The Life and Understanding
of
Franklin Jones
Copyright 1971 By Franklin Jones
All rights reserved
Chapter 9: The Death of Narcissus
From the late summer of 1966 until I left for the Lutheran Seminary at Philadelphia the following August I was a disciple of Rudi without qualification. I performed the internal and external work and surrender he prescribed, and I enjoyed the wonderful effects of his discipline.
My marriage became yoga, my work became yoga, and my life became yoga. I enjoyed a state of physical, mental and moral well-being that I had never known since I was a boy, and I exceeded even that in these realizations of maturity. I learned the great pleasures of self-control and purity, of cleansing work and discipline, and all of the wholesome effects that social communication and outward love bring to one who has exercised himself in an erratic solitude.
I even became a wholly acceptable Christian. There seemed no necessary obstacle in the language of Christianity, and I began to enjoy the creative exercise of adapting my knowledge of truth to the historical and dogmatic language of the church. My studies in Greek also gave me great pleasure, and my attitude of unobstructed work made me excel as a student.
The seminary at Philadelphia offered a one thousand dollar fellowship, which would cover all the usual expenses of tuition, books, and a portion of the rest of one’s living. They proposed a series of questions to be answered in the form of an essay by all those who wanted to apply for the fellowship. I thought it would be immense fun if I could win this fellowship in spite of my background, and my thought and attitude toward Christianity. I wrote a long essay in answer to the questions. They dealt with autobiographical matters and thoughts relating to theology and social attitudes. It was a good test to see just how well I could represent myself and speak the language of a Christian. And I won!
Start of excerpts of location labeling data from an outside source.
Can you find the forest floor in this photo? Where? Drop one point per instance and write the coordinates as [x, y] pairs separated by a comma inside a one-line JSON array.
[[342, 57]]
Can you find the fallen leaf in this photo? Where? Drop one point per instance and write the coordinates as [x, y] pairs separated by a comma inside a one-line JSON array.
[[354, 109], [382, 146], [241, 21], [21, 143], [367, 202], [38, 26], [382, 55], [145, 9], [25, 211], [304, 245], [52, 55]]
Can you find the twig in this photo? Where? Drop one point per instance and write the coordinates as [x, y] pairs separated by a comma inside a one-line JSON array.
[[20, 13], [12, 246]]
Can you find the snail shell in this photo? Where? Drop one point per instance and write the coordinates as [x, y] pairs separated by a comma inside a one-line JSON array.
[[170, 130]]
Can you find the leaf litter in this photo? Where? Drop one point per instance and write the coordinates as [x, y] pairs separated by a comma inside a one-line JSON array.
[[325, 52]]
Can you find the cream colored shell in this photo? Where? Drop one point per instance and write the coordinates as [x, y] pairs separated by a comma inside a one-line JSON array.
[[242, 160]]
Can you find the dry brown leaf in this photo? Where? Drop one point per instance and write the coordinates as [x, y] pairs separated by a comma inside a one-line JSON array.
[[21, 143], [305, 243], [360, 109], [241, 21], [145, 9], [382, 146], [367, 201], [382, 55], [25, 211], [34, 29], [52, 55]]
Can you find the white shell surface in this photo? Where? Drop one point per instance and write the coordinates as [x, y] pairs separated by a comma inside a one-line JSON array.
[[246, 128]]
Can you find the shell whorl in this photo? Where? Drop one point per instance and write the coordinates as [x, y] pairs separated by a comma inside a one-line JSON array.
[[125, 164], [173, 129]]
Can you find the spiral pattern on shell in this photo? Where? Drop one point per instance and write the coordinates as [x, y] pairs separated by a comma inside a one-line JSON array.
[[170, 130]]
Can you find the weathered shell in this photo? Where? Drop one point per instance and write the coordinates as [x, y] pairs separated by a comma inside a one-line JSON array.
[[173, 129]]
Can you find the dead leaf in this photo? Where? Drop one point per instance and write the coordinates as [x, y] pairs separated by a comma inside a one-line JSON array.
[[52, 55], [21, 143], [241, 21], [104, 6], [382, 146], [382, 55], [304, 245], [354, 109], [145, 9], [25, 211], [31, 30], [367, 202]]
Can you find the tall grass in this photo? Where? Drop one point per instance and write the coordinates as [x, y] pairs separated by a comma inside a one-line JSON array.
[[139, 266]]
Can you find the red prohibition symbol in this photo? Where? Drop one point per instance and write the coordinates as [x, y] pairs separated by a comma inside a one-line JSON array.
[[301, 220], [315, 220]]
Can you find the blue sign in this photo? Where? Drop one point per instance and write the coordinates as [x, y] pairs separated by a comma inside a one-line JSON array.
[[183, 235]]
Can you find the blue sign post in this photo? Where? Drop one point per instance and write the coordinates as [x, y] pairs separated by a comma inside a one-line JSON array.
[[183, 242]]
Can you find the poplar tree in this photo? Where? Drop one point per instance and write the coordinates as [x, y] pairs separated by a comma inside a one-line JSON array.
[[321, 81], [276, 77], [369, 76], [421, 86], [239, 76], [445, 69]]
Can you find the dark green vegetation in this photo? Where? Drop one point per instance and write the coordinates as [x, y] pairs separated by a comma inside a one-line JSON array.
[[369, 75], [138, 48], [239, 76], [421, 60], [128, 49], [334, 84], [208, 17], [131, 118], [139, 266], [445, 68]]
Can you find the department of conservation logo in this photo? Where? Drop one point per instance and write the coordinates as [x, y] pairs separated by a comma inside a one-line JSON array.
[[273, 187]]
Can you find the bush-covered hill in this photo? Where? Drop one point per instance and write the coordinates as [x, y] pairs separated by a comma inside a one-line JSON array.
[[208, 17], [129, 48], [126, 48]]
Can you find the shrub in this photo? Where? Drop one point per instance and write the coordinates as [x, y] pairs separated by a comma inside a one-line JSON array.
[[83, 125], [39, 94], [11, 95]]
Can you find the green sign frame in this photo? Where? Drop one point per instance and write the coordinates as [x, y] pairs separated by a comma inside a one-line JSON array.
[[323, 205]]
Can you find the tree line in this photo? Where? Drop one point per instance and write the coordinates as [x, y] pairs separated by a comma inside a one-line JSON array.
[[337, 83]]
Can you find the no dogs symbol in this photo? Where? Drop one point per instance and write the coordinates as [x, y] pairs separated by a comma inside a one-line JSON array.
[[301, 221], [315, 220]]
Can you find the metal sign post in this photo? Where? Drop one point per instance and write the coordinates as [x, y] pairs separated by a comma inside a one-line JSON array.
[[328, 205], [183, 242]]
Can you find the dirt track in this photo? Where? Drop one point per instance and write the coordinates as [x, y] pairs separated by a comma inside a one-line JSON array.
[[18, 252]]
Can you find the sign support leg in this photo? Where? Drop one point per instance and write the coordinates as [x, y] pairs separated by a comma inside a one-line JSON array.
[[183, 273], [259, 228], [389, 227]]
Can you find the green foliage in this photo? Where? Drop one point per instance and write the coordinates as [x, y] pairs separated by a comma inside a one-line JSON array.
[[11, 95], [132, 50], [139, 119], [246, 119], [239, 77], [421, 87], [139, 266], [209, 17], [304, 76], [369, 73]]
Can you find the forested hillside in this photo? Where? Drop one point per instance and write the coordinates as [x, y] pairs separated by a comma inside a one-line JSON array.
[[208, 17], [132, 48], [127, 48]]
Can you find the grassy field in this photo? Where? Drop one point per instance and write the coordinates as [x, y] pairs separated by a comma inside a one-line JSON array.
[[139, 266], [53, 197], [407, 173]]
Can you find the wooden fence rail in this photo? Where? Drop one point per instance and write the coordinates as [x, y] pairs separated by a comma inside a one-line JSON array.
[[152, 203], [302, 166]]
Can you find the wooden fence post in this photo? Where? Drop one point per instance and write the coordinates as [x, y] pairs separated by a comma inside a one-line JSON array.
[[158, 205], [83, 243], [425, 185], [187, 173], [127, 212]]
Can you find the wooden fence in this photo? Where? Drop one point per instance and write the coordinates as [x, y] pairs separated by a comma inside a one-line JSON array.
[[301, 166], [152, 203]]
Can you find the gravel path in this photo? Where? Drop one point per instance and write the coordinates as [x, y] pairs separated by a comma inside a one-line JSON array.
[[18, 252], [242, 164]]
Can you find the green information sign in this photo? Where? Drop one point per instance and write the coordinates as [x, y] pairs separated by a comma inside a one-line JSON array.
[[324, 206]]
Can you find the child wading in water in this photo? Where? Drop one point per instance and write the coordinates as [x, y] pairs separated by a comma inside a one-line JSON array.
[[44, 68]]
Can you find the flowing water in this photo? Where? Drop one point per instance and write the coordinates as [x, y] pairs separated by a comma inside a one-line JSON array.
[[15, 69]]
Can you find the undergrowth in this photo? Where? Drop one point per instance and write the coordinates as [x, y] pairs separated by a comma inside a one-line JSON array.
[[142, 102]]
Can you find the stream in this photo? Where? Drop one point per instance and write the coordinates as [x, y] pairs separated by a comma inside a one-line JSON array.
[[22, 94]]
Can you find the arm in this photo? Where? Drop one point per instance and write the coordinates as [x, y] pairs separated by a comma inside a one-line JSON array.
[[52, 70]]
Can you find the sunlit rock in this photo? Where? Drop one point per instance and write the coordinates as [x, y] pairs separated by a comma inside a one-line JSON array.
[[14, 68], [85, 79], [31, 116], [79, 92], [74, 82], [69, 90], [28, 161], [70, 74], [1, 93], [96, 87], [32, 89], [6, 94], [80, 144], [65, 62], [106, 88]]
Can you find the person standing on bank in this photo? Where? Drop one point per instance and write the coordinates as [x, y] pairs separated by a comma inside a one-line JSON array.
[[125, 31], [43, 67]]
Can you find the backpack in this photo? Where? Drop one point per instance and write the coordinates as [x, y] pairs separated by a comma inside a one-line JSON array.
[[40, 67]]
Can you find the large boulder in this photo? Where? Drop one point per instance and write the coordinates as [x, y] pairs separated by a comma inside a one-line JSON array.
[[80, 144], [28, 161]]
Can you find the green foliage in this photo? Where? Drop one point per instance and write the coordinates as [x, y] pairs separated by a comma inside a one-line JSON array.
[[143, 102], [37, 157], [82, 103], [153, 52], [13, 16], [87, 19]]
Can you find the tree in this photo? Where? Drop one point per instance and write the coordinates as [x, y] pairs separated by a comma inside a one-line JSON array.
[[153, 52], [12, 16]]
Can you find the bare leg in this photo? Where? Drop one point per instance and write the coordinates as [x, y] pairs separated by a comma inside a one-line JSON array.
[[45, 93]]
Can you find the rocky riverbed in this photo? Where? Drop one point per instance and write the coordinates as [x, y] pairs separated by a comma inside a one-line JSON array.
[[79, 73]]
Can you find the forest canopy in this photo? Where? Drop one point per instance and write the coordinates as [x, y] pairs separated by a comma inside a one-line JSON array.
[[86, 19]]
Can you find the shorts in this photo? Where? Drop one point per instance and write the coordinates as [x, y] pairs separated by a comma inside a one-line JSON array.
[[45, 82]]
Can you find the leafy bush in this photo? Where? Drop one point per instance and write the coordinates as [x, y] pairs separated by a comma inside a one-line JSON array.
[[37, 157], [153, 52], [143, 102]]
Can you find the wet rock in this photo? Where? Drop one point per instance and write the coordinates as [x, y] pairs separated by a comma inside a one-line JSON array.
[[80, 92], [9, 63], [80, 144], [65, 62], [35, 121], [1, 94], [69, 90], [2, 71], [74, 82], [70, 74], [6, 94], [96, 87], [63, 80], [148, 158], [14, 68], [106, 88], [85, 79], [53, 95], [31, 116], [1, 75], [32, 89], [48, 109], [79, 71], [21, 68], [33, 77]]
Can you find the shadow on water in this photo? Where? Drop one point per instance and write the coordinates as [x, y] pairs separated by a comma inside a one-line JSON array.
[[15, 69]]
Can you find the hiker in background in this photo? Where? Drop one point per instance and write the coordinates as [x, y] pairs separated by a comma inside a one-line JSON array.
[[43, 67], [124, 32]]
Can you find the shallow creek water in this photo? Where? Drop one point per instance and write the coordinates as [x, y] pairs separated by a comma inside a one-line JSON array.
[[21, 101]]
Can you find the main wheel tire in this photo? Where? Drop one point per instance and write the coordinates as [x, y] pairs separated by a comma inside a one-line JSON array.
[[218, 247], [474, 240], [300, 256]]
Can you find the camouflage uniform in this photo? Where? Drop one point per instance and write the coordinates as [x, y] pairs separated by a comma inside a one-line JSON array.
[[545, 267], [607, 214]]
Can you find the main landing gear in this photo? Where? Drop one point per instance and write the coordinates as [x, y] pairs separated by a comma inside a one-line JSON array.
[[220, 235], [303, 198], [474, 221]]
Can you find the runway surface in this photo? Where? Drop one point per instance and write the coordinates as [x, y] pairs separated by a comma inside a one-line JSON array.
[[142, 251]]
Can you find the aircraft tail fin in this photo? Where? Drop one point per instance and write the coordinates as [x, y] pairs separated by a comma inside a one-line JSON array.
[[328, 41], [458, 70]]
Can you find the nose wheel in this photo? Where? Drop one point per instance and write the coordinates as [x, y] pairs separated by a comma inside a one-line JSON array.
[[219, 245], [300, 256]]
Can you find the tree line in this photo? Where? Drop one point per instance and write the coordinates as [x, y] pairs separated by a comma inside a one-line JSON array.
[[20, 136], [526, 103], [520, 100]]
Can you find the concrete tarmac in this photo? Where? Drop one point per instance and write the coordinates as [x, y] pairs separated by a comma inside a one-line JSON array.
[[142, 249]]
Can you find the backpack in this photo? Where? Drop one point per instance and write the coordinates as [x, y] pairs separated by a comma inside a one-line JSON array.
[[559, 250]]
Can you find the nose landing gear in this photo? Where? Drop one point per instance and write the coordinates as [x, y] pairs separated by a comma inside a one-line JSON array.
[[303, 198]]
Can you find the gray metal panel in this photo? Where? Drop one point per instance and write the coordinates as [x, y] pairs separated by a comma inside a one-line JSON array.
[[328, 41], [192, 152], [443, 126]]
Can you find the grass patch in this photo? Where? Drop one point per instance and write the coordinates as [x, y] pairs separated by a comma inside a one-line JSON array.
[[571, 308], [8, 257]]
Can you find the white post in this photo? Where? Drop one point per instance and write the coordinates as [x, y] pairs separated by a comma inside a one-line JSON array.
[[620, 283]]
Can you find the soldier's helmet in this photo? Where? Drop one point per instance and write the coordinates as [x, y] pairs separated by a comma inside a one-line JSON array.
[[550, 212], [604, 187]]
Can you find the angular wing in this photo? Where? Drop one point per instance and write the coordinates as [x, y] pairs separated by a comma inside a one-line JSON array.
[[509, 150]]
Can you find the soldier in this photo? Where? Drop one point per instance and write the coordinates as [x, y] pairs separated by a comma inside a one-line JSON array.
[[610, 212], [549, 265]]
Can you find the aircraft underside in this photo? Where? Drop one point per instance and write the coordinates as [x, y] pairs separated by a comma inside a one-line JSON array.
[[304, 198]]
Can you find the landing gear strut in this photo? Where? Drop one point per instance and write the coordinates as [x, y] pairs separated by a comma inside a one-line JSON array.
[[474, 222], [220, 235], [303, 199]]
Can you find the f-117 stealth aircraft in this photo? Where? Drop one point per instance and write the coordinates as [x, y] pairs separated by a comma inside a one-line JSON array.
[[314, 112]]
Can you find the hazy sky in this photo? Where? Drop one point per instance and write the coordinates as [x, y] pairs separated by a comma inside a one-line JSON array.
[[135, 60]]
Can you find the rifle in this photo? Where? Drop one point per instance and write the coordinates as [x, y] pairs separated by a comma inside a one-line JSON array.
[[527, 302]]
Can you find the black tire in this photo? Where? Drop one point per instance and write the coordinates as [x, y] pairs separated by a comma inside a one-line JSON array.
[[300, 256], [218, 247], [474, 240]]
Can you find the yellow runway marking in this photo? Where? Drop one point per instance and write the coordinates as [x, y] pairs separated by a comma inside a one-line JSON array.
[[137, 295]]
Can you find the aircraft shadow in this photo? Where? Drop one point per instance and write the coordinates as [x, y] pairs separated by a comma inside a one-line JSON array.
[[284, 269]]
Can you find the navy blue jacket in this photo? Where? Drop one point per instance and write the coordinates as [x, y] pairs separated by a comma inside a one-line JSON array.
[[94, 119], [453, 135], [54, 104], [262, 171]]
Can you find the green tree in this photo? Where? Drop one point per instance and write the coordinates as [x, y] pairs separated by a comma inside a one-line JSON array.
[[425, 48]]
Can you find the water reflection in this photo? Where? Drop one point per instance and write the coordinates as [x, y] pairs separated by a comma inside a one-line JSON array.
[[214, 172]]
I had become a successful religious impostor.
I also did some writing for the completion of requirements for the M.A. degree at Stanford. I wrote a long, semi-autobiographical novella in order to satisfy my “incomplete” in the creative writing course. Wallace Stegner accepted it as actual writing, acceptable for course credit, but he was vehement in his denial of its literary value. He apparently gave the work to some of his students, and they agreed with him that, whatever it was, it was not “literature.”
I was not sure whether to take their resistance as censure or, since I knew very well what they considered viable “literature,” a compliment. At any rate, I did not persist in defending the writing beyond a certain point. Once it was reluctantly accepted for credit, I went to work preparing a thesis for the degree.
I wrote a long study on the aesthetic theories of Gertrude Stein, which I am sure still exists somewhere in the stacks at the Stanford library. I used the work to expand critically on many of the motives that had supported me as a writer, and I showed how these researches ultimately concerned not “literature” in the usual sense, but an attitude and a search that corresponded to otherwise philosophical, psychological and spiritual efforts. My thesis was developed by the addition of Jung’s studies in alchemy and the psyche, various writers on psychology, philosophy and the philosophy of art, and even the writings of Krishnamurti, who seemed, like myself, to be concerned with the problems of mind and art.
As I said earlier, my own career as a writer had been stimulated by various modern sources, of which Gertrude Stein was a primary example. In general, these people thought they were doing something new or revolutionary with the abilities of language to describe, signify, perform or be something. But I knew they were actually, if not self-consciously, doing something with the mind, with life, with consciousness itself. And although this might represent an unusual and revolutionary activity in Western literature, it was not in fact something new in the history of human activity.